Extension tubes only change the focus distance (shortening the minimum at the cost of preventing an infinity focus). Subjects can look bigger because you can get closer, but the perspective will suffer too. Teleconverters increase magnification and flatten perspective but don't significantly change the focus distance (there is a tiny change, maybe on a 400mm lens your MFD will increase by 20cm or so). Combining the two on a long telephoto you can get physically closer to your subject than the lens itself would usually permit, increasing the magnification without messing with the tele's perspective distortion (or lack thereof). You don't have to be crammed right up against the subject anymore, I tend to use a thinner extension tube so the lens will focus at a couple of feet at "infinity", so it should be giving the best image quality and I don't get shadows or scare the critters. Cranking a lens all the way to MFD is never a good idea.

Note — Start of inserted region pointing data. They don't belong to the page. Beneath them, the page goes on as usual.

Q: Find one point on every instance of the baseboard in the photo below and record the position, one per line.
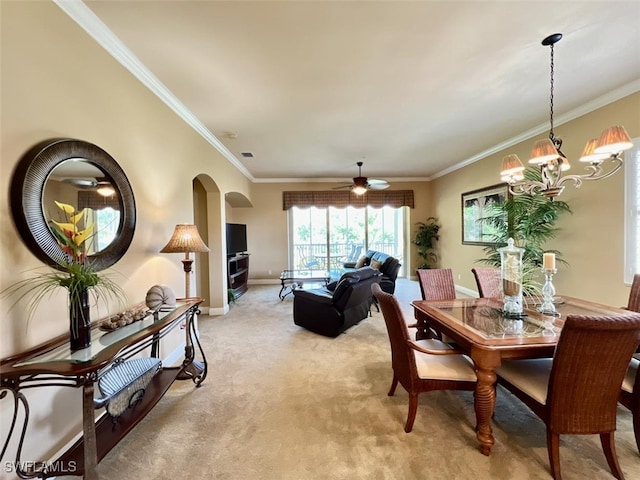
(264, 281)
(217, 311)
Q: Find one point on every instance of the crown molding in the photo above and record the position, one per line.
(588, 107)
(91, 24)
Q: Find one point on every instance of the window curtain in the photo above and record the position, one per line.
(324, 199)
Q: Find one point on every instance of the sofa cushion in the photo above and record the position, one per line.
(344, 284)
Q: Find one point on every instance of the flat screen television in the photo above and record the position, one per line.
(236, 238)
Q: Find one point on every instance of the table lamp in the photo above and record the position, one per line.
(185, 239)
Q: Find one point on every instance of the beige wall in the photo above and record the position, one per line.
(591, 239)
(57, 82)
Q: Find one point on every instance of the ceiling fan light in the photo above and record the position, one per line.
(589, 155)
(543, 151)
(614, 140)
(563, 164)
(106, 190)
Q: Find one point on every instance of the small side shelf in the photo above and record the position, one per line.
(108, 433)
(238, 273)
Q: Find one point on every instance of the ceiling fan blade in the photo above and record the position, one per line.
(377, 184)
(81, 182)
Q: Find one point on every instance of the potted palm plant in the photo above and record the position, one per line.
(426, 238)
(531, 222)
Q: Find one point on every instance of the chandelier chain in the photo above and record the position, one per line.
(551, 134)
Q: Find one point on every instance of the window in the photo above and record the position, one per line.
(632, 212)
(325, 238)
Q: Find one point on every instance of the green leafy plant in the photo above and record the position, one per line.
(75, 275)
(426, 238)
(531, 222)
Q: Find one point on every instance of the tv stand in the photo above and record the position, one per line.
(238, 273)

Image quality won't be as good as with a dedicated macro, but an f/2.8 400mm macro lens is going to cost you a fair amount more. Although you lose a lot of light, for fieldwork all the bits do other things so there's less to hump up the side of a mountain.




swiftrandomness94 said:


> So you're saying that using extension tubes will not only increase the focus distance, but the magnification/focal length as well? If that's true, then lets say I'm at 80mm on my lens. How many sized ones would i need to get to 150mm?


----------



## brad goda (Nov 7, 2013)

uh try the canon EF 50 macro 2.5
its incredibly sharp... flat image... and is not an expensive lens
check out the reviews... this lens is a sleeper.


----------